Al servicio secreto de su majestad, el segundo 007

En On Her Majesty’s Secret Service (1969), no pasan ni cinco minutos en la pantalla y Bond lleva un muerto y ha salvado a una dama en peligro. Otros cinco minutos más y la misma mujer vuelve a ser ayudada por 007; esta vez, durante una partida de cartas. Las peleas a golpe limpio no tardan en llegar, y la chica Bond finalmente sucumbe a los encantos del célebre agente con licencia para matar.
“Por favor no mueras, por lo menos hasta esta noche”, le dice Bond, y vemos que el espía sigue fino con sus palabras y sus dotes de galán. Sin embargo, algo sucede con este Bond: no tiene el aura de elegancia que irradiaba su antecesor, Sean Connery, en Dr. No, película de la que ya escribí en estas mismas páginas, en este ejercicio de presentar a los seis actores que han interpretado al mítico 007.
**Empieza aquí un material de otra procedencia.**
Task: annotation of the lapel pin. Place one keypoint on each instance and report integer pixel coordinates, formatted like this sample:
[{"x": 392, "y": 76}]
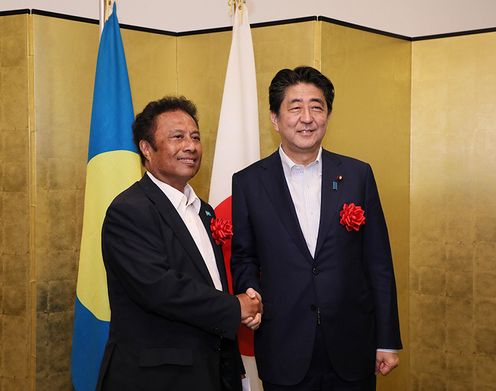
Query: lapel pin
[{"x": 339, "y": 178}]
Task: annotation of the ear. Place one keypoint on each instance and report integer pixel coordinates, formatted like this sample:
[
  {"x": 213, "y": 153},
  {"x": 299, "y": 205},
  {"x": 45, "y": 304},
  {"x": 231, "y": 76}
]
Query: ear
[
  {"x": 145, "y": 148},
  {"x": 274, "y": 120}
]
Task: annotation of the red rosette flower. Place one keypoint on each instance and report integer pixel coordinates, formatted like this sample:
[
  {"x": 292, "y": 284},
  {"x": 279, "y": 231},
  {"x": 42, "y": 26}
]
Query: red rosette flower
[
  {"x": 221, "y": 230},
  {"x": 352, "y": 217}
]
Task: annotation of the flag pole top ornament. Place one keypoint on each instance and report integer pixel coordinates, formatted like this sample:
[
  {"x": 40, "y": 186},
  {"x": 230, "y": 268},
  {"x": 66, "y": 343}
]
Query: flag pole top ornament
[
  {"x": 108, "y": 5},
  {"x": 235, "y": 4}
]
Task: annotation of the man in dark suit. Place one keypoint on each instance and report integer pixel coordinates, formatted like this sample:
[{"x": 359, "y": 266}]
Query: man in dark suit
[
  {"x": 311, "y": 239},
  {"x": 173, "y": 322}
]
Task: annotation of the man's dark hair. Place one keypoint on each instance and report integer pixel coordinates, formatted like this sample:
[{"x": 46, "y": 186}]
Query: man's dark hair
[
  {"x": 288, "y": 77},
  {"x": 145, "y": 124}
]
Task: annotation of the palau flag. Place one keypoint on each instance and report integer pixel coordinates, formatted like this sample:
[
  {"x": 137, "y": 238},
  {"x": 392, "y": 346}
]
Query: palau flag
[{"x": 113, "y": 165}]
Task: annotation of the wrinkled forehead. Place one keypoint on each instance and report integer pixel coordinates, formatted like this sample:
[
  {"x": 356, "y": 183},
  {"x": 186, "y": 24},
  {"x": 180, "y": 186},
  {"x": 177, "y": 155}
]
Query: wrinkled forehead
[{"x": 304, "y": 92}]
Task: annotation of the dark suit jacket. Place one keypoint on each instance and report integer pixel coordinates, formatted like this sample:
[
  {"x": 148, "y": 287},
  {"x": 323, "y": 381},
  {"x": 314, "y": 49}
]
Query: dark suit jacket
[
  {"x": 350, "y": 282},
  {"x": 170, "y": 329}
]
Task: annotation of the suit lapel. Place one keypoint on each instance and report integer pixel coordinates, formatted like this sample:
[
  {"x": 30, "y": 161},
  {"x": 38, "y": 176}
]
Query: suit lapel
[
  {"x": 329, "y": 196},
  {"x": 206, "y": 216},
  {"x": 278, "y": 192},
  {"x": 172, "y": 218}
]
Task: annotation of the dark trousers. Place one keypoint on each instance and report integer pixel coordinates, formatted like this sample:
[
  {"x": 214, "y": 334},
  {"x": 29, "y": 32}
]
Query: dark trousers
[{"x": 321, "y": 376}]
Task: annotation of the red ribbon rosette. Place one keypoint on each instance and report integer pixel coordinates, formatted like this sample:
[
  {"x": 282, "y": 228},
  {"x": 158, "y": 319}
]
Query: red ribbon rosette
[
  {"x": 352, "y": 217},
  {"x": 221, "y": 230}
]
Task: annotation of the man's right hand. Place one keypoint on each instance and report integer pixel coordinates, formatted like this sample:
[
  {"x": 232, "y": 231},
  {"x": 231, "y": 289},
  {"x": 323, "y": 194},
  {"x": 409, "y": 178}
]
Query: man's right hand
[{"x": 251, "y": 308}]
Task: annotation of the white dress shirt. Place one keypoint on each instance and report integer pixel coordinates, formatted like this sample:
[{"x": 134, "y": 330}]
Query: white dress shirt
[
  {"x": 305, "y": 184},
  {"x": 188, "y": 206}
]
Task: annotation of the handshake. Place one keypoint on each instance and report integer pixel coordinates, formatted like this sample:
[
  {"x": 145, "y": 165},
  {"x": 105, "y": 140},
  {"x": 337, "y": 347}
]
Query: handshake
[{"x": 251, "y": 308}]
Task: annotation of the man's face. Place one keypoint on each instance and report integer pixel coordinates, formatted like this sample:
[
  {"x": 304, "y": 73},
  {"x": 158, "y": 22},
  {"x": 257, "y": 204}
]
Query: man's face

El único problema con la película es ese: que George Lazenby —el segundo Bond— no es Sean Connery. Su porte está lejos de aquel del Bond original; y sus dotes como actor están también en mundos aparte. Además, tras seis entregas de la saga en manos de Connery, una nueva cara en el personaje principal resulta difícil de superar.
Pese a esto, On Her Majesty’s Secret Service tiene algunas secuencias de acción realmente espectaculares. En el clímax del filme, minutos antes de finalizar, somos testigos de una persecución nocturna en ski, otra en autos sobre calles cubiertas de hielo y nieve, una más en una pista de carreras, además de una espectacular avalancha y un ataque en helicópteros.
Después del pobre desempeño de On Her Majesty’s Secret Service en la taquilla, George Lazenby se hizo al lado y Sean Connery regresó al papel que lo hizo famoso, esta vez en Diamonds are Forever (1971), en el que sería el primero de varios regresos.
Para la historia, On Her Majesty’s Secret Service termina siendo una especie de rareza dentro de la serie de películas de Bond y su intérprete, el australiano Lazenby, ha sido prácticamente olvidado por todos, incluso por aquellos que siguen a Bond. En lo que a mí respecta, sí disfrute de esta cinta, en especial de sus secuencias de acción, algo en lo que no queda para nada debiendo. Pero bueno, ahora es borrón y cuenta nueva: este recorrido me llevará al Bond de Roger Moore, el tercer Bond.